Впрочем, от последнего рода развлечений он вынужден был скоро отказаться. Дело в том, что при возникновении на собрании малейшего беспорядка, он по какой-то роковой случайности оказывался всегда козлом отпущения и неизменно отправлялся в участок, даже если он не открывал рта, не свистел, не двигался, словом, вел себя так мирно, как самый мирный из буржуа. Надо думать, что причиной этих злоключений являлась его анархистская внешность. Питая влечение к философии, Тапиока был всегда одиноким вором, предпочитая вести свои личные, маленькие дела в компании только своих собственных мыслей и своих собственных рук.

Вот почему, когда подошли трудные времена, он исчерпал в один-два дня весь немногочисленный круг товарищей, которые могли оказать ему временную помощь в обмен на прошлые или будущие услуги.

Немало обескураживали Тапиоку и злые козни судьбы, вздумавшей преследовать его последнее время.

Недели две назад он высмотрел в открытой витрине большой овощной лавки громадный фиолетовый шар великолепного голландского сыру, обращенный к публике клинообразным вырезом и соблазнительно зияющий на нее двумя желтыми плоскостями, покрытыми аппетитными, маслянистыми глазками.

Тапиока потратил терпеливо чуть не полдня, бродя вокруг лавки и выжидая удобного момента.

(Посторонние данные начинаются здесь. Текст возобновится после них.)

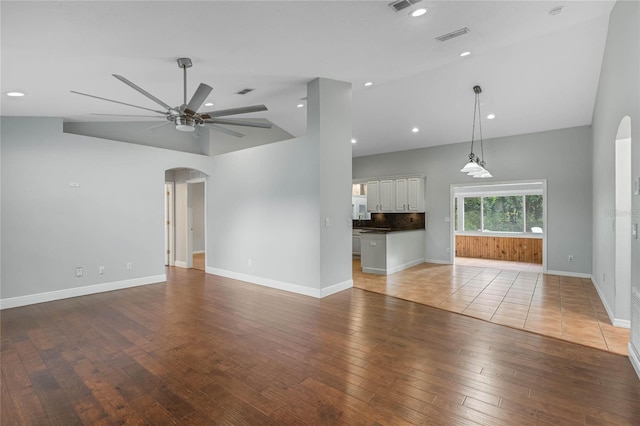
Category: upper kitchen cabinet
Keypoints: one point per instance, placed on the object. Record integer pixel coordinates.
(396, 195)
(415, 194)
(381, 195)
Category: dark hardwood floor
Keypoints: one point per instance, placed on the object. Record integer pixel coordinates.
(203, 350)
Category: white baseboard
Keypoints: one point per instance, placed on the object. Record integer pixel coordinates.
(13, 302)
(438, 261)
(376, 271)
(634, 357)
(568, 274)
(281, 285)
(380, 271)
(615, 321)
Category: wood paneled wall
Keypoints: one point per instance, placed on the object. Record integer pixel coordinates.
(500, 248)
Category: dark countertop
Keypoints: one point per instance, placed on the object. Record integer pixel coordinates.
(380, 230)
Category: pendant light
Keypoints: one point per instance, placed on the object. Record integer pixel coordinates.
(476, 165)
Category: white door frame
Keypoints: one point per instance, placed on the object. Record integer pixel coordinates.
(169, 229)
(189, 228)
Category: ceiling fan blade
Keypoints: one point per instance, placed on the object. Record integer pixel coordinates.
(233, 111)
(223, 130)
(131, 115)
(158, 125)
(117, 102)
(197, 99)
(141, 90)
(232, 122)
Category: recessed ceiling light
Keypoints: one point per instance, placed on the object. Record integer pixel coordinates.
(556, 10)
(418, 12)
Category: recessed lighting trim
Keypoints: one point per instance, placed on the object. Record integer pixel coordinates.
(556, 11)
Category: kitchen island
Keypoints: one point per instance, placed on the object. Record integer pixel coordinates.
(384, 252)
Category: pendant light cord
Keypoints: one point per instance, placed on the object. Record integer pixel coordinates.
(473, 129)
(480, 127)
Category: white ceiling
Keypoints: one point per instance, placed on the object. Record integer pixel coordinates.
(537, 71)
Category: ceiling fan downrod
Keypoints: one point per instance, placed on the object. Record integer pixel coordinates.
(184, 63)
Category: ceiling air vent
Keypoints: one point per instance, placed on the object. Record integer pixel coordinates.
(244, 91)
(454, 34)
(402, 4)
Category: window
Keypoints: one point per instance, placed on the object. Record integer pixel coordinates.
(473, 214)
(520, 213)
(503, 214)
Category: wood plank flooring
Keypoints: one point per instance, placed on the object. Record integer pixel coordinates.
(201, 350)
(566, 308)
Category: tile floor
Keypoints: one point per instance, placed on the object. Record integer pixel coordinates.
(522, 297)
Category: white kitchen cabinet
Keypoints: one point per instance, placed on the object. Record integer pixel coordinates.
(401, 195)
(409, 195)
(387, 192)
(373, 196)
(415, 195)
(396, 195)
(381, 195)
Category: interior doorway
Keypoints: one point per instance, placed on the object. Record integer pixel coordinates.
(169, 228)
(623, 219)
(198, 253)
(189, 213)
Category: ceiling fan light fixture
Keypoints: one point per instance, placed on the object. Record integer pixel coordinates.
(418, 12)
(185, 124)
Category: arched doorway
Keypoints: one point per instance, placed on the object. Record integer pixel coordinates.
(623, 218)
(188, 210)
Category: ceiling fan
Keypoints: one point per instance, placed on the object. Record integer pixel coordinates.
(186, 117)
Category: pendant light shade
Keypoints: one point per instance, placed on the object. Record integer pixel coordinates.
(471, 167)
(476, 165)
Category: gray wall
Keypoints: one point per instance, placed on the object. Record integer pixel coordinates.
(268, 205)
(264, 212)
(114, 217)
(618, 96)
(562, 157)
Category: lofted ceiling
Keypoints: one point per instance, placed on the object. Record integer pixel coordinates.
(537, 71)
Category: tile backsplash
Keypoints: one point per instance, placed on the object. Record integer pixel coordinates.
(395, 221)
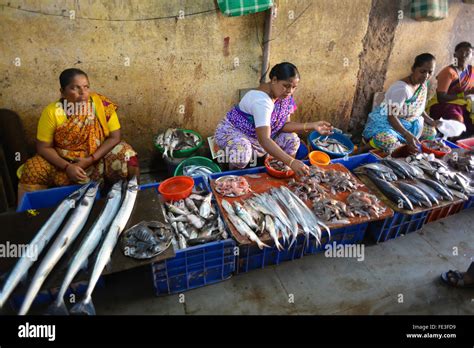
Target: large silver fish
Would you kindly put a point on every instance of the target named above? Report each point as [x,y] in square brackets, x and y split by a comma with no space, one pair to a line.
[39,242]
[92,239]
[241,226]
[86,306]
[65,238]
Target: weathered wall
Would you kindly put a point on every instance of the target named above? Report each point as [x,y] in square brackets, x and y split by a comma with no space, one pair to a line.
[190,62]
[438,38]
[173,62]
[324,41]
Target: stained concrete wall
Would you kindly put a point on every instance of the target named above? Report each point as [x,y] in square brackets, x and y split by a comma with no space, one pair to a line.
[182,72]
[191,62]
[324,40]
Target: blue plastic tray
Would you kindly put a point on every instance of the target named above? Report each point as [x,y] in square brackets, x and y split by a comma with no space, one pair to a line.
[250,257]
[397,225]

Наконец ему удалось с быстротой молнии схватить сыр и, завернув его в заранее приготовленный газетный лист, улепетнуть незамеченным. Он направился прямо к знакомому приемщику краденых съестных припасов, мечтая заполучить от него за свою добычу на плохой конец пару лир.

Прибыв по назначению, он развернул шар и с торжествующей улыбкой преподнес его приемщику, заранее предвкушая блага, которые перепадут ему за такую лакомую добычу.

Человек взял сыр, оглядел его, прикинул вес на руке, понюхал и в свою очередь усмехнулся. Затем, не говоря ни слова, бросил шар на землю. Сыр со странным звуком ударился об пол, подскочил и покатился в угол, как кегельный шар.

Он был из дерева, художественно окрашенного.

Тапиока разинул рот, как и его поддельный сыр: так велико было его изумление.

В другой раз судьба подшутила над ним еще злее.

Раз под вечер, пробираясь ко двору, он наткнулся на человека, остановившегося перед театральной афишей.

Одежда и все обличье неизвестного были многообещающи: старенький, толстенький, щеголеватый; физиономия немного идиотская растерявшегося иностранца, иностранца породистого, богатого и доверчивого, с туго набитым бумажником, медлительной смекалкой, близорукими глазами и трудным пищеварением. Словом, тип человека, предназначенного для ограбления.